Shanna Gachen  | Published on Thursday, October 01, 2015
All the good photos taken by: Janine and Nicole, Thanks ladies!
 
Jon on the Beautiful Skookumchuck wave, BC Canada

Ebb & Flow?! What is this jibber jabber?  WELL, I now know more about the sea than I should ever have to know as a whitewater kayaker… ha!

A crew of whitewater boaters ventured north to Canada to visit the infamous Skookumchuck Rapids, to find out what all the hoopla was about. The Skookumchuck Narrows is located on the Sunshine Coast of B.C. and takes about 6 hours to get there from Seattle, which also includes a 40 minute ferry ride through some of the most gorgeous scenery. Once arriving in Egmont, B.C. we made camp for the next three nights at Strongwater Camping & Cabins.
 
 
The Skookumchuck Narrows, aka “The Skook”, is a tidal bore created by massive amounts of ocean water squeezing itself through a narrow inlet and dropping over a wide rock shelf far below the surface. Between tides, there is only flat water, but as the tide begins to “Flow” the magic happens. The amazing transformation from flat water to a standing wave, which boaters from all over the world come to see, is a sight to be seen by boaters and non-boaters alike.
 
Slack tide (notice the lighthouse on the island)
 
Shanna Surfing (Notice the lighthouse, the wave is still growing!)
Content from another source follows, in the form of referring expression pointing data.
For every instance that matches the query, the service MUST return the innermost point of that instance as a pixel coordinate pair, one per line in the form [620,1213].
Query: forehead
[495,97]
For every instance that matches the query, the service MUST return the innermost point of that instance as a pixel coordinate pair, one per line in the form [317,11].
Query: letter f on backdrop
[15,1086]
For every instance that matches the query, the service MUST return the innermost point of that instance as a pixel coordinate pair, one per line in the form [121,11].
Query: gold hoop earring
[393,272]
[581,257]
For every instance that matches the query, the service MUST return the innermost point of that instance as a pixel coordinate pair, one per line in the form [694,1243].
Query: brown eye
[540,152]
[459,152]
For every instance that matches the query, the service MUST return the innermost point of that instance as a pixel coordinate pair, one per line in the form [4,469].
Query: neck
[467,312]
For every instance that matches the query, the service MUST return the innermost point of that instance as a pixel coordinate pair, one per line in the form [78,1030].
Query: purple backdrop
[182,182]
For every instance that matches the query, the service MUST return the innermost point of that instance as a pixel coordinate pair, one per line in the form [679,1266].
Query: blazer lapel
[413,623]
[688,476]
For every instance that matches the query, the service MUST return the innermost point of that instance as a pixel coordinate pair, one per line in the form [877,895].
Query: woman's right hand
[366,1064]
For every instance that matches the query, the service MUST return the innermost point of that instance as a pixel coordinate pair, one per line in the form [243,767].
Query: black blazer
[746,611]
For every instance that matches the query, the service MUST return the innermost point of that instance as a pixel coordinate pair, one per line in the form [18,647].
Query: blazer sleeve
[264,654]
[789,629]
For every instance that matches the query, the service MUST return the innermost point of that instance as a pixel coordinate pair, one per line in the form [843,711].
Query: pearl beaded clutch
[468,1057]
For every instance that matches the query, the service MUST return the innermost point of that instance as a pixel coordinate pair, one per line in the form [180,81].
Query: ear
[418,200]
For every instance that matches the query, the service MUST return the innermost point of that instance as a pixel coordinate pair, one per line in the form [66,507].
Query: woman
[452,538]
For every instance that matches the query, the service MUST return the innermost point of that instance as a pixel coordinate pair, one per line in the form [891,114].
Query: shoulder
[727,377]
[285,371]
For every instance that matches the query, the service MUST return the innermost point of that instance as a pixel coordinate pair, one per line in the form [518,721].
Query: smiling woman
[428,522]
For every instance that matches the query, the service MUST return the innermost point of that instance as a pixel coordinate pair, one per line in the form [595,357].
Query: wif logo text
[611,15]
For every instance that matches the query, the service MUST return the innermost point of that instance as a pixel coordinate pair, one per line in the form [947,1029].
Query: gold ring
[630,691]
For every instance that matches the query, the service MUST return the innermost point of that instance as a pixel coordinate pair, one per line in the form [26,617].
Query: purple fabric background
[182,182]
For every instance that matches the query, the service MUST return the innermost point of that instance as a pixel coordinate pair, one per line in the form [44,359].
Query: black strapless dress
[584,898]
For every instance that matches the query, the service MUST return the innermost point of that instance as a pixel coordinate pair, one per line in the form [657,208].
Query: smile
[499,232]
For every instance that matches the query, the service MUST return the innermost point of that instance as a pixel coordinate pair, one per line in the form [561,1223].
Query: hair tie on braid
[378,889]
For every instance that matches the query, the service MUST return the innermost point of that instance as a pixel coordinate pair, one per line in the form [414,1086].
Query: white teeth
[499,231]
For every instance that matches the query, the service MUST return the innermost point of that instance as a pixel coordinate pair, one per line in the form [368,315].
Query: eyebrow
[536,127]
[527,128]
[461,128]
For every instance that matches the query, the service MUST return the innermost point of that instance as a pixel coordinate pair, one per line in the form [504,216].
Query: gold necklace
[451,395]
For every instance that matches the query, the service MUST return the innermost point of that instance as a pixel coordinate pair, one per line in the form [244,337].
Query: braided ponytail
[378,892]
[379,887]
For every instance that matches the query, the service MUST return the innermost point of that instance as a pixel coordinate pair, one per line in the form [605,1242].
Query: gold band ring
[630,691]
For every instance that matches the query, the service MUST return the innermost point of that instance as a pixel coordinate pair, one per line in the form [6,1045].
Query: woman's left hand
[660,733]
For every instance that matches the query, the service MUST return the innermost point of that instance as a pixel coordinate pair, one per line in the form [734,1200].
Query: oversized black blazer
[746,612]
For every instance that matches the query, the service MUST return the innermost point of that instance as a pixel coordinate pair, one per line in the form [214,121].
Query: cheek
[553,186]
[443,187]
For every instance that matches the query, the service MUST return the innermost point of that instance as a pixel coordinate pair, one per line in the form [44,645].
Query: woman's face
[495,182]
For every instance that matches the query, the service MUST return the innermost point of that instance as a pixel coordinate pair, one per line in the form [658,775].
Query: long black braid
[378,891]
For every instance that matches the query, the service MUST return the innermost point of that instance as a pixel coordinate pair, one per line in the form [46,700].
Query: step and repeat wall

On Saturday morning, we woke to a beautiful blue sky with a crisp nip in the air to start our paddling journey to the narrows. We launched at the Egmont dock and paddled 2 miles with our boats full of everything we would need for our day at “The Skook”, including our hiking shoes and a cold beverage of choice for the 2 mile hike back out after boating.
 
Town of Egmont
 
Jon and Aamie getting ready to launch from Egmont Dock

 

On our paddle to the wave we saw amazing purple starfish, jellyfish, and even a seal in one of the bays.  Once arriving we marveled at the idea of a wave appearing soon so we jumped in our boats to feel the power of the water as the flow increased.  

 
 
As the flow reached its max flood of 10.4 knots on Saturday, we watched the calm shoreline turn into a turbulent eddy, the standing wave grew by the minute, and an ever-growing class IV rapid bubbled and churned “down-river”. For the beginners to the Skook, it was important to take the opportunity to get out there right away and surf as much as possible, because as the wave grew so did the rapid behind it.
 
Once you fell off the wave, it was important to catch the eddy just behind the wave, if you missed the opportunity, you had to do what’s called “Taking the Tour”. Taking the tour consisted of trying to stay upright while avoiding as many boils, whirlpools, and imploding waves as you make your way with the chaotic flow, before getting an opportunity to head for shore, where the current eventually took you slowly back up the shoreline to the wave. A few of us took planned tours, but most of them were definitely unplanned!  For me it was a scary undertaking, where a lot of self-talk happened that consisted of a few unmentionable words – ha!

As the wave grew to its max, we found ourselves retiring at different times to the comfort of the shore until the wave was on the way down. When the wave got to a certain point it was no longer possible to enter from the eddy next to the wave, so instead we had to drop in from above. Dropping in from above was almost seemed easier as you didn’t have to fight the eddy fence guarding the wave, you just had to paddle out, line up and drop in with your back to the frothy white pile. Some made this look easier than others, but we all had a blast. We hoot and hollered for each other as we surfed one of the biggest waves around. At one time we witnessed 5 boats on the wave at one time - now that was cool and the crowd loved it!

Since this wave was easily accessed by a nice trail, there was quite the crowd that grew as the day wore on. As the wave fizzled down to flat water, we locked our boats and gear to the rack and headed out the forested trail.
 
This old truck/kayak marked the trailhead and an awesome bakery… yum!

As the weekend continued the wave got bigger and peaked just a bit later each day. After each day of surfing we enjoyed the onsite hot showers back at camp, tasty food and laughed around the campfire with great friends! OH what an experience I can’t wait to do it again, but maybe next time during the week so I have more chances to surf ?
 
All different crafts enjoyed the wave!
 
Aamie ripping it up!
 
Matt loving the big water
 
Clea making it look easy, out there spinning like a champ!